Like giant toppled, red dominoes, the old auditorium seats of the Porter County Memorial Opera House lay shingled over each other Tuesday morning after being unbolted from the floor.
Actor Eric McCann dismantled several to take home to his basement as souvenirs from shows past.
MOH Technical Director Stretch Miller helped him carry some out the door. “We finished ‘Beautiful’ on Sunday, tore down the set, and started loading up the truck getting everything out,” Miller said of the transition to interior renovations that are expected to wrap up by August.
Exterior tuckpointing is complete. New steps and walkways near the old coal chute are all that’s left of the exterior work. Additionally, the entire heating and cooling system is being replaced, as well as all new windows and exterior doors.
Indoors, walls separating the box office and lounge from the entryway will be removed and the space expanded north to the arch. Bathroom finishes will be updated, though spaces not enlarged. “For the Carole King musical we literally had a line all the way around to that corner,” said Miller of the line for the women’s bathroom that snaked from the bathroom in the hall into the auditorium space.
In the performance space, the ceiling will be cleaned with its floral designs and the original proscenium, which looks like an ornate picture frame around the stage, preserved.
“A lot has changed since then,” said Miller of the original 1893 construction. “There used to be about four rows that hung off the walls,” he said of box seats that used to line the length of the auditorium but were removed in the 1950s.
The renovation has been a long time in coming, with elected officials having haggled for six months over how extensive to make them. At the end of 2022 the Porter County Board of Commissioners had a plan for more significant renovations that included joining the MOH with the neighboring Sheriff’s Residence by way of a contemporary glass and metal addition and creating accessible bathrooms.

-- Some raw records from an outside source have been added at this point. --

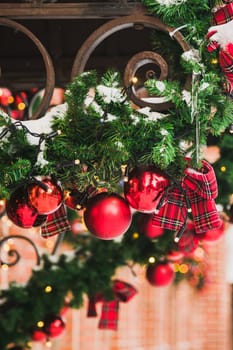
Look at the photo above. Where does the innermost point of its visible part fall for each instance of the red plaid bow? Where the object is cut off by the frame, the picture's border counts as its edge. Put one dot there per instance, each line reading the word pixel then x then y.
pixel 197 192
pixel 56 223
pixel 109 314
pixel 201 188
pixel 173 213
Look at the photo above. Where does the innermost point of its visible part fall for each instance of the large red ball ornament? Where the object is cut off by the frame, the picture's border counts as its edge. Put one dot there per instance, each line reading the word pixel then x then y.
pixel 54 326
pixel 38 335
pixel 107 215
pixel 46 196
pixel 160 274
pixel 19 210
pixel 145 226
pixel 145 187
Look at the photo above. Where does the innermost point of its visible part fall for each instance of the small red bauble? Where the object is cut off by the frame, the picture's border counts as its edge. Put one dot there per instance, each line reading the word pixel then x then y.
pixel 189 241
pixel 19 210
pixel 145 226
pixel 107 215
pixel 145 187
pixel 46 198
pixel 38 335
pixel 160 274
pixel 72 199
pixel 174 256
pixel 54 326
pixel 212 235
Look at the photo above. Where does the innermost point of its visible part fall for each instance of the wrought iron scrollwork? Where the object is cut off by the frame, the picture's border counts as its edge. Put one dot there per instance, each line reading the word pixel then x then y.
pixel 13 253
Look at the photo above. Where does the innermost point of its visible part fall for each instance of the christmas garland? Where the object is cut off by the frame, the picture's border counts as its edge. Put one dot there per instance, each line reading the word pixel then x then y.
pixel 89 145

The Porter County Council had appropriated $5 million in federal American Rescue Plan Act grant money toward the project, but when Commissioners Vice President Barb Regnitz, R-Center, took office in January 2023, she and Commissioners President Jim Biggs, R-North, refused to go along with the expanded plan that had an estimated total price tag of upwards of $9 million. The council unappropriated the money and gridlock ensued.

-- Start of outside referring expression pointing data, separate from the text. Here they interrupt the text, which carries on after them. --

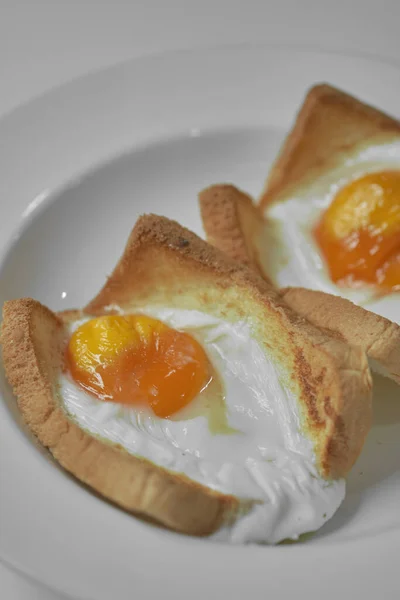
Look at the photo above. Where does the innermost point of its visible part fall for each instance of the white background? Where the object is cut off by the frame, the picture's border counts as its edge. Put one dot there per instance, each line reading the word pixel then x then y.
pixel 44 43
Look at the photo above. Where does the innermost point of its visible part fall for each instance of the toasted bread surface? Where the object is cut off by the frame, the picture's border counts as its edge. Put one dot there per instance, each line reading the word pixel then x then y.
pixel 164 264
pixel 330 124
pixel 377 336
pixel 33 340
pixel 233 221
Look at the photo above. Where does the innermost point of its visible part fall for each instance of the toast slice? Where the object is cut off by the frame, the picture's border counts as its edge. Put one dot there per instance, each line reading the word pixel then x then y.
pixel 33 340
pixel 165 264
pixel 330 124
pixel 225 209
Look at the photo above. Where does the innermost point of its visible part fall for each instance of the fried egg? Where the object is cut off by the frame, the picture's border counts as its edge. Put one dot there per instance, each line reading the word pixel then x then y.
pixel 197 395
pixel 340 233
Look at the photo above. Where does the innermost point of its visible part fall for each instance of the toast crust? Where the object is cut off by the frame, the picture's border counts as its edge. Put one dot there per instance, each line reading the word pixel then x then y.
pixel 33 340
pixel 330 123
pixel 233 221
pixel 377 336
pixel 167 265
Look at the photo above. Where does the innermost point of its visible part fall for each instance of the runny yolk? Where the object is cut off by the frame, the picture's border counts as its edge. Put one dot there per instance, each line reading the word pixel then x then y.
pixel 138 360
pixel 359 234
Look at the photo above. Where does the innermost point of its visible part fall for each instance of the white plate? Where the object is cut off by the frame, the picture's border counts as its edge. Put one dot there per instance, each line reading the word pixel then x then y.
pixel 77 167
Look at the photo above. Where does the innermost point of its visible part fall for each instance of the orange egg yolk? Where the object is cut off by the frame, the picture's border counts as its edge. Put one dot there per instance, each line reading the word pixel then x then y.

Eventually, the two bodies agreed to stay within the $5 million funding stream and work has been focused on the exterior until now. “There are a lot of people out there – and my guess is overwhelming – upset that we spent that kind of money on it,” Biggs said. “Their attention is on roads, bridges, police protection. It seems like everybody is operating on a shoestring.”
Not long after McCann carted his seats home, the Board of Commissioners held its monthly morning meeting and reassigned $411,952 of the ARPA money from the MOH budget to other county concerns as the scaled-down project is coming in under budget.

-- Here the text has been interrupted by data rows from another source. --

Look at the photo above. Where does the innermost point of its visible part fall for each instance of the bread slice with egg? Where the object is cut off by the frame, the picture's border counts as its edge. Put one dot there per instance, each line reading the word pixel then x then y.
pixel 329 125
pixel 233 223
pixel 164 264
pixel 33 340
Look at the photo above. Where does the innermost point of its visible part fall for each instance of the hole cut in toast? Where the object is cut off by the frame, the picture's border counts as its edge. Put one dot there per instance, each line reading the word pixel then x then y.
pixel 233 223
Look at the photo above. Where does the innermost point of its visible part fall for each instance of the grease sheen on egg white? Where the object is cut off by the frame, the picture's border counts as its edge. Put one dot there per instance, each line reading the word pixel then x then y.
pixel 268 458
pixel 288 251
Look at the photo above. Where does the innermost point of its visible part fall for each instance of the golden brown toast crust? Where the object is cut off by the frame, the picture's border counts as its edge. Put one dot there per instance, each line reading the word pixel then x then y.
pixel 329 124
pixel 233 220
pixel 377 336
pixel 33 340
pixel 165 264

“The reason we were able to do that is the bids came in much lower than expected,” explained Scott Cherry, of Skillman Corporation, which is managing the renovation.
He said the $250,000 contingency budget is still at the ready for surprises along the renovation. “We don’t know of any now, but we know they’re there,” Cherry said.
“Guys and Dolls,” as well as three concerts, had to be canceled to allow for construction so $104,000 of the budget savings will be used for revenue replacement. The balance will go for a new audio system for the county’s judges that was directed by the state in an unfunded mandate that went into effect Jan. 1 and has to be updated by the end of the year.
Loss of revenue was already an issue because of the pandemic. “We have not fully recovered from COVID along with art spaces from across the region,” said Commissioner Laura Blaney, D-South.
Miller said attendance is on the upswing. “We were sold out almost every day,” he said of “Beautiful,” the musical about the life of Carole King.
He said the 12 holiday performances of “White Christmas” were close to being sold out. “We have a new business director and a new marketing director and they’re still trying to get their grooves,” said Miller.
The now-former seating capacity was 350. When the new burgundy velvet and brown wood seats arrive in mid-June, that will shrink to 329, as they are more generous in size. The Memorial Opera House Foundation has agreed to pay for the seats and also is hoping to fund more accessibility changes with a capital campaign that’s about to launch.
“I know they would like to make it so the stage is accessible,” Blaney said, explaining that The Penguin Project, an inclusive theater program for children, currently has to run its rehearsals and performances at The Boys and Girls Club.
“They deserve it. They work hard,” she said of the kids being able to access a real theater stage.
Even with planned help from the foundation, Biggs said the MOH needs to diversify in its next chapter.
“We’re going to have to find more uses for that building if we’re going to continue to own it,” he said.
Shelley Jones is a freelance reporter for the Post-Tribune.